Although currently identified damages are immense, some scholars have
recently described proposals to undo the revolution as wishful thinking
in the current political climate. This Article acknowledges the political
difficulty but seeks to uncover the roots of the problem to re-open a path
for a change.
Offering an analysis of the 2019 United States Supreme Court
decision in Lamps Plus, Inc. v. Varela, this Article demonstrates that the
“revolution” has been driven not by the oft-declared policy of “favoring
arbitration,” but by a premeditated effort to undermine collectivity. This
legal hostility towards collective actions, this Article shows, has been
part of a broader transformation: the rise to dominance of neoliberalism
and the resulting creation of a corporatized political economy. It thus
reconceptualizes the arbitration revolution as a process of separating
collective actors, one that has been inspired by neoliberal theorists,
executed and funded by organized corporate interests, and embraced by
the Supreme Court.
This new framing highlights previously unrecognized harm of the
arbitration revolution: it leaves prospective claimants feeling isolated
from their peers and abandoned by their state, inducing pervasive
feelings of powerlessness. Having identified this affective outcome, this
Article shows how the emotional consequences of the revolution further
operate to suppress resistance and invoke resignation. These behavioral
tendencies are not unintended consequences; instead, they are produced
by a calculated effort to foster neoliberal hegemony and corporate control
by cultivating the passivity of ordinary citizens.

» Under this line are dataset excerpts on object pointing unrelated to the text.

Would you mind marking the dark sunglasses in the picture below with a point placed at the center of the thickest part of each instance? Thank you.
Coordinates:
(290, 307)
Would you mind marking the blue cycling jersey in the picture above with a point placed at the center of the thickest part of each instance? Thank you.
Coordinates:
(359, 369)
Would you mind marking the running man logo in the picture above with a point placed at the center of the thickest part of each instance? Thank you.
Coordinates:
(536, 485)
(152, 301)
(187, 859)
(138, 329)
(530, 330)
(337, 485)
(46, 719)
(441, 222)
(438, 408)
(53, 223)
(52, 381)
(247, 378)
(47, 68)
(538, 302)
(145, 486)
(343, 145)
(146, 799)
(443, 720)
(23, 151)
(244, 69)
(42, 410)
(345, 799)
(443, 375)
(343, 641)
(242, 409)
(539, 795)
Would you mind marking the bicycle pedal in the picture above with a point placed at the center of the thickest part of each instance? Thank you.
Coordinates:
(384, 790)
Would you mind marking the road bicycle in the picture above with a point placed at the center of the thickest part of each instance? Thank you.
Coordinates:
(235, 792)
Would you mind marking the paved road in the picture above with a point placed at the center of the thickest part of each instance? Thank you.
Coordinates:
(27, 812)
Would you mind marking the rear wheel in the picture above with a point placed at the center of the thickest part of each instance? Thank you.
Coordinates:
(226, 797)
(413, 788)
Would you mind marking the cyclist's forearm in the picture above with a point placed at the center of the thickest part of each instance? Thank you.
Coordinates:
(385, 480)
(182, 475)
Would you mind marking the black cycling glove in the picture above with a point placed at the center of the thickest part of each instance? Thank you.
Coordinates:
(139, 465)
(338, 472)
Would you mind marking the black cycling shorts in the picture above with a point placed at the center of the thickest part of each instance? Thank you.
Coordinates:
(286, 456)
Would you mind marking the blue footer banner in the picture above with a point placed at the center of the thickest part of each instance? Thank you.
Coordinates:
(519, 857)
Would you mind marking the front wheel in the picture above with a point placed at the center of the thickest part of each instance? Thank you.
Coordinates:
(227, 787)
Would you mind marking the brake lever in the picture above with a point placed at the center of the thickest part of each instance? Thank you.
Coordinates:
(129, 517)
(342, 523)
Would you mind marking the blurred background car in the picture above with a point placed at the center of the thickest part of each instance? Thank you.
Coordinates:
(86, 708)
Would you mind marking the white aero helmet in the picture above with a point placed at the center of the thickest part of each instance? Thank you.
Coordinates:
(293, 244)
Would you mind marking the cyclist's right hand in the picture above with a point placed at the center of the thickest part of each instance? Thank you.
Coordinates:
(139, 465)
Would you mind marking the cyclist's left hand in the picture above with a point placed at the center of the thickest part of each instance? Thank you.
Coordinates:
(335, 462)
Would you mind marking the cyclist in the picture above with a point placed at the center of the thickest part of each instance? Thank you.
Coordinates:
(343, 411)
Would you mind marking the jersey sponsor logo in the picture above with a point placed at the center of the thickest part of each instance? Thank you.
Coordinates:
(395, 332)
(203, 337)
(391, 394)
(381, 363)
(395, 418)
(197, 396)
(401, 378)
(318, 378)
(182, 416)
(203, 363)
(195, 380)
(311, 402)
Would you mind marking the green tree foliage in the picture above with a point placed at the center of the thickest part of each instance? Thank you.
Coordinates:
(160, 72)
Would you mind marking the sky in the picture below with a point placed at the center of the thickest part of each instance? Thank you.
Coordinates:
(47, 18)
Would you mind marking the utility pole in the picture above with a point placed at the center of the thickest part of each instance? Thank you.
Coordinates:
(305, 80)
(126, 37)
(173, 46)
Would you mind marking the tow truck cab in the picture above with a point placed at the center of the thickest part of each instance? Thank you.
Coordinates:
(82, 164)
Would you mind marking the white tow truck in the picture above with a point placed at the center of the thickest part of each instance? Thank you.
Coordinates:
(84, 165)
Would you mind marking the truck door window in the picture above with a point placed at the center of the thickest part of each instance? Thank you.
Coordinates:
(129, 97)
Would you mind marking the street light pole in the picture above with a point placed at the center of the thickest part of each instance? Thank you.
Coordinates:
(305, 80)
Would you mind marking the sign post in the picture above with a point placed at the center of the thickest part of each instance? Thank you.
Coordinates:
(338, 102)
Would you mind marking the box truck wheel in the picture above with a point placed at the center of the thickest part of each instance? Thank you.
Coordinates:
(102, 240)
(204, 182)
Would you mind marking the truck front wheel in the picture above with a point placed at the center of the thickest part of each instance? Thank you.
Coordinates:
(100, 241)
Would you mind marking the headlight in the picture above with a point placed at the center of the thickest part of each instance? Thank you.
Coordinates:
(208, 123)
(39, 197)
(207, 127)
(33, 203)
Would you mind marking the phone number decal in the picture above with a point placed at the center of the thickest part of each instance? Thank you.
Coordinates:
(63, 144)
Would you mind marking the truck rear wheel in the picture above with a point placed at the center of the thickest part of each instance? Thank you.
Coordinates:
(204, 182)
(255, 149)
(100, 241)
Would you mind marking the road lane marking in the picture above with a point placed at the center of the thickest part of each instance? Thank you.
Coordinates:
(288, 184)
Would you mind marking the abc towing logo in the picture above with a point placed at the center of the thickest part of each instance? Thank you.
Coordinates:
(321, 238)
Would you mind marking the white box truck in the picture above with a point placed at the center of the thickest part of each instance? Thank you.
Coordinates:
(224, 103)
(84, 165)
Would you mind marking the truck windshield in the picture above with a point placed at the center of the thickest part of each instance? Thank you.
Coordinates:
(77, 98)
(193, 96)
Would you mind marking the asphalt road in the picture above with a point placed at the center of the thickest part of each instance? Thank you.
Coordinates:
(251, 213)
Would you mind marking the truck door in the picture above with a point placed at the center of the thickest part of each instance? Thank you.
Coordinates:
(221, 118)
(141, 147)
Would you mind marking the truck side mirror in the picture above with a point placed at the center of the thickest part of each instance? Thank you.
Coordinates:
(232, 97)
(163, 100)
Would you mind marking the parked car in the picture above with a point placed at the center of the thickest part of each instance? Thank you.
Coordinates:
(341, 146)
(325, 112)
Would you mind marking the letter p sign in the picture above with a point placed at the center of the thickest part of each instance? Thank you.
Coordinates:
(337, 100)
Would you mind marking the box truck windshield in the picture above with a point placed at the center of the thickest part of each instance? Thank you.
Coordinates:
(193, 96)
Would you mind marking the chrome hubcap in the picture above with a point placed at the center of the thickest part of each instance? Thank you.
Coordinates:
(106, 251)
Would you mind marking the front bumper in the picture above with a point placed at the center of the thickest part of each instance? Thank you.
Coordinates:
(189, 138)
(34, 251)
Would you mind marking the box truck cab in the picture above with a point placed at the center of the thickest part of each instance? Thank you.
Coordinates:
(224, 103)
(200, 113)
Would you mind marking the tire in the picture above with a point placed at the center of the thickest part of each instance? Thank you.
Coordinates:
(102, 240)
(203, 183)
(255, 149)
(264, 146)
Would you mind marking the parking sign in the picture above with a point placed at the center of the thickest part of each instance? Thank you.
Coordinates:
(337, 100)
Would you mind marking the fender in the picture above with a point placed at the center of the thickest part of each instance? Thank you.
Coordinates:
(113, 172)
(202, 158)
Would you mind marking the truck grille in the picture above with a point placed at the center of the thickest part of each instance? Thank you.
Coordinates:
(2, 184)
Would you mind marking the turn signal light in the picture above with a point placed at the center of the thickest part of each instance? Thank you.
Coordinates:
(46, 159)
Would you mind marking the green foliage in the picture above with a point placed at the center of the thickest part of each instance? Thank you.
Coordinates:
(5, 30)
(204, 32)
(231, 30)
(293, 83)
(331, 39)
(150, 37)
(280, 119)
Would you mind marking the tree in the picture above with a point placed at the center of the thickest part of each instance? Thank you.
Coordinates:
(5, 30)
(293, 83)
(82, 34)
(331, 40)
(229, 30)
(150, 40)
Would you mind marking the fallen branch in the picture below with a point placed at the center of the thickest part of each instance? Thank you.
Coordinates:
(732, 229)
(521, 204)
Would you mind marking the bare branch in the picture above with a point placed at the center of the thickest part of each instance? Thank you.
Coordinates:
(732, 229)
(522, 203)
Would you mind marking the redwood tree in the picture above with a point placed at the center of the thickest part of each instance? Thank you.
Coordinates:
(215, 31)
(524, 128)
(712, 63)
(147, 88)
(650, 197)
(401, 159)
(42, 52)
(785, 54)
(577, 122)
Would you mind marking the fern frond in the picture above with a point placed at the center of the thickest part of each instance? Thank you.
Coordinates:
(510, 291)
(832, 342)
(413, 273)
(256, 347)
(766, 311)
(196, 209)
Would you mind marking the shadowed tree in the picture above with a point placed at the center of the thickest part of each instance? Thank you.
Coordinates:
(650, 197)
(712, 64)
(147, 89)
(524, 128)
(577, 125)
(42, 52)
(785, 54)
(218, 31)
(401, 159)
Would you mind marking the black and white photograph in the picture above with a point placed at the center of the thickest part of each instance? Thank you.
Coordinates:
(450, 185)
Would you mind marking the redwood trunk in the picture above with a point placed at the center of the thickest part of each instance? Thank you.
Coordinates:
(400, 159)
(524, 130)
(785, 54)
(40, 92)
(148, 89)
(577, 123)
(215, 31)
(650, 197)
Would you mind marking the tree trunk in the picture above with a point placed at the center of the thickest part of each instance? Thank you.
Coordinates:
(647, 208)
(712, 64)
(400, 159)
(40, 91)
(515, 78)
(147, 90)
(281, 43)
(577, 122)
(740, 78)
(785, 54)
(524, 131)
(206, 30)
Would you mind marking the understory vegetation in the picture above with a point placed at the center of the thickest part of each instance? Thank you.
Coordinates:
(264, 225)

This Article ends with a warning that those who feel powerless and
resigned about the protection of their legal rights may feel similarly
indisposed to engage in other forms of democratic citizenship. By
offering a novel understanding of how the arbitration revolution vitiates collectivity and threatens democracy, this Article aims to reignite efforts
to undo the revolution and reauthorize citizens to act collectively.